Since the term “antioxidants” made the leap from the realm of biochemistry labs and into the public consciousness in the 1990s, Americans have come to believe that more is better when it comes to consuming the substance that comes in things like acai berries, green tea and leafy veggies.
A provocative new study published Wednesday in the journal Nature raises important questions about that assumption.
Antioxidants — which include vitamins C and E and beta-carotene, and are contained in thousands of foods — are thought to protect cells from damage by acting as defenders against something called “free radicals” which the body produces as a part of metabolism or that can enter through the environment.

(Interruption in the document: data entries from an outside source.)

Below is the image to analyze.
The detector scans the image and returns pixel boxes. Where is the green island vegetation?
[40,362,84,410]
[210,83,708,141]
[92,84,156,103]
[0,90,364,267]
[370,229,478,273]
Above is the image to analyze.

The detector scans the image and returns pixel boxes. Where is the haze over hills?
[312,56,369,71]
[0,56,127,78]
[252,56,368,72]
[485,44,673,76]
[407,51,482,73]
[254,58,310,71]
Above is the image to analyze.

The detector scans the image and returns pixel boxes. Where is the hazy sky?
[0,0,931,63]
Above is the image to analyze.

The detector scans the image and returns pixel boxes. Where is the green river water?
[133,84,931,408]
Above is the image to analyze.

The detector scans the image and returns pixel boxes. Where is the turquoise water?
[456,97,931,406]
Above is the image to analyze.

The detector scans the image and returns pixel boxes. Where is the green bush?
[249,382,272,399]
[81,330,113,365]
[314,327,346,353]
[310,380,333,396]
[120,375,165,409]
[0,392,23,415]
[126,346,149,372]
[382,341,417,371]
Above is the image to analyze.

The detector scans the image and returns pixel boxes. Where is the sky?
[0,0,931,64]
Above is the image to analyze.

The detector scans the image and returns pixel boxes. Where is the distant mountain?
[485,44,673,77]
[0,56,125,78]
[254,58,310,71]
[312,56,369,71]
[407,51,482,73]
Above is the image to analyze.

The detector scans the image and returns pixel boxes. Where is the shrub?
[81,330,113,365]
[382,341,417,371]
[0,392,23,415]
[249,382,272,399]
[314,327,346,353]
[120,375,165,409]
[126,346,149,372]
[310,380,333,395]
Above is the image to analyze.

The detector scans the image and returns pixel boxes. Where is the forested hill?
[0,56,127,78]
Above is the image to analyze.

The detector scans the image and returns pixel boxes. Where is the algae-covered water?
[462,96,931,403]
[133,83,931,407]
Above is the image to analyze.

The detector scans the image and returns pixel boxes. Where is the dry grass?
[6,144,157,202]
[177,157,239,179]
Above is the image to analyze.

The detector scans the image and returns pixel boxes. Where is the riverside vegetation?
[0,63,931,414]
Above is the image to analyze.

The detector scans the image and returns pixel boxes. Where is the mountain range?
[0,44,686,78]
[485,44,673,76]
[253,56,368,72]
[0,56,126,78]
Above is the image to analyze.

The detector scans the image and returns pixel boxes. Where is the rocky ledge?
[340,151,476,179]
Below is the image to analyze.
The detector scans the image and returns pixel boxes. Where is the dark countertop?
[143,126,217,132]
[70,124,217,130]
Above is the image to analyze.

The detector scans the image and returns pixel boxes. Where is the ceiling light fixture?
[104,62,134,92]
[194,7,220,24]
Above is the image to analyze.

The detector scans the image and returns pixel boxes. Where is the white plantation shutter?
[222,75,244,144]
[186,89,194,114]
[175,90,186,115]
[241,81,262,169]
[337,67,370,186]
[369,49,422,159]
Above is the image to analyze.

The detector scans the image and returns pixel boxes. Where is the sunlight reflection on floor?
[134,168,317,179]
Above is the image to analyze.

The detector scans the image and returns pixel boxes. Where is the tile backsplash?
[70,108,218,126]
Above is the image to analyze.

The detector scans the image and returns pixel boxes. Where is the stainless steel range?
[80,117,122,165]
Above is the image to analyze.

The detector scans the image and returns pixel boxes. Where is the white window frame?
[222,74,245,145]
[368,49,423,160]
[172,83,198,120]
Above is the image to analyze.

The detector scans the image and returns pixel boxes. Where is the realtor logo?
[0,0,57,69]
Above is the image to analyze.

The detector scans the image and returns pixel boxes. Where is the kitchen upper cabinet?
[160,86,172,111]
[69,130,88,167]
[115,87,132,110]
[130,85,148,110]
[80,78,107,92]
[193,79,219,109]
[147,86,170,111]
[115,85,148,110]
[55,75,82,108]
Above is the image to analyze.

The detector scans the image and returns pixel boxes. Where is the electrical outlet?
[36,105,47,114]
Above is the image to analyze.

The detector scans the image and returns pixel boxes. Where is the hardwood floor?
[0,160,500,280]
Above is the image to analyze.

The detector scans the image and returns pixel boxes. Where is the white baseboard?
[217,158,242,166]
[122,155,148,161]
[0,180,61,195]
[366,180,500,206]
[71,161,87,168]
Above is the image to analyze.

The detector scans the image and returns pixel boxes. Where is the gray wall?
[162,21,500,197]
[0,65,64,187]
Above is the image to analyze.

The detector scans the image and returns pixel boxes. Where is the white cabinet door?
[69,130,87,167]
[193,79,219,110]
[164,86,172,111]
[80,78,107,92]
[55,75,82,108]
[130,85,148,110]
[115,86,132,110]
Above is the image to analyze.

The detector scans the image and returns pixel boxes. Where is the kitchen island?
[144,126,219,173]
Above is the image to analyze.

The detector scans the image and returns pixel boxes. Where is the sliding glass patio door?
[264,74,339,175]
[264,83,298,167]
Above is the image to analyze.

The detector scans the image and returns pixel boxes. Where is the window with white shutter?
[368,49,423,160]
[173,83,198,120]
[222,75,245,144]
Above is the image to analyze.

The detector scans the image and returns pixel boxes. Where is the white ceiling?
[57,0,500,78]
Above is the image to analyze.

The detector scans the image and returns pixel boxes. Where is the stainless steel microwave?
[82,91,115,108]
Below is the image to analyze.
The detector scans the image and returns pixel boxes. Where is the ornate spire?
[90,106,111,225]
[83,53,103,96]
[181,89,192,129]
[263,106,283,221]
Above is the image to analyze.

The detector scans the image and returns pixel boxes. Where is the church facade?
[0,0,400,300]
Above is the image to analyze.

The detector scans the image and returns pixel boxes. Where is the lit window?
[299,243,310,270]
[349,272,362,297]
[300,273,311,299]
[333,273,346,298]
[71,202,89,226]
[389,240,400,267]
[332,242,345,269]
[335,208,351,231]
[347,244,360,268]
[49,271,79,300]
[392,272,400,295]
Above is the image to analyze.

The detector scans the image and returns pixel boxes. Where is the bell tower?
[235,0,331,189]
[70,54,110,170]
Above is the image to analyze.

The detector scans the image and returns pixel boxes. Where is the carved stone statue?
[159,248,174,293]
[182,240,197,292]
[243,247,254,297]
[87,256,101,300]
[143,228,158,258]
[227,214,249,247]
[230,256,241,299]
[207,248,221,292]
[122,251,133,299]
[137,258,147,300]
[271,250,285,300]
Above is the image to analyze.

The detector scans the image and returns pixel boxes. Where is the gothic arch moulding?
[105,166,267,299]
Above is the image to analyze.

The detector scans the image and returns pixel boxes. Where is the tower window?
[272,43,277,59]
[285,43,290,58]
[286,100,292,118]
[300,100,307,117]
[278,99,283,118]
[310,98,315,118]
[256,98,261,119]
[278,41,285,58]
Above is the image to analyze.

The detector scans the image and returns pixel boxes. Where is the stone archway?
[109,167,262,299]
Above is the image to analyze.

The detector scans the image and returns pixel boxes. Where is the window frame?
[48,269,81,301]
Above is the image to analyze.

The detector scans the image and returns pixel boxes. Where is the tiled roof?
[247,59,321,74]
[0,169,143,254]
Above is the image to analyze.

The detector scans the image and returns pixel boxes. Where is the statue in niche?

That’s all great for normal cells. But what researchers at the University of Texas Southwestern Medical Center found is that antioxidants can work their magic on cancerous cells, too — turbo-charging the process by which they grow and spread.
Researcher Sean Morrison and his colleagues conducted experiments on mice that had been transplanted with skin cancer cells (melanoma) from human patients. They gave nothing to one group. To the other they gave doses of N-acetylcysteine (NAC) which is a common antioxidant that’s used in nutritional and bodybuilding supplements and has been used as a treatment for patients with HIV/AIDS and in some children with certain genetic disorders.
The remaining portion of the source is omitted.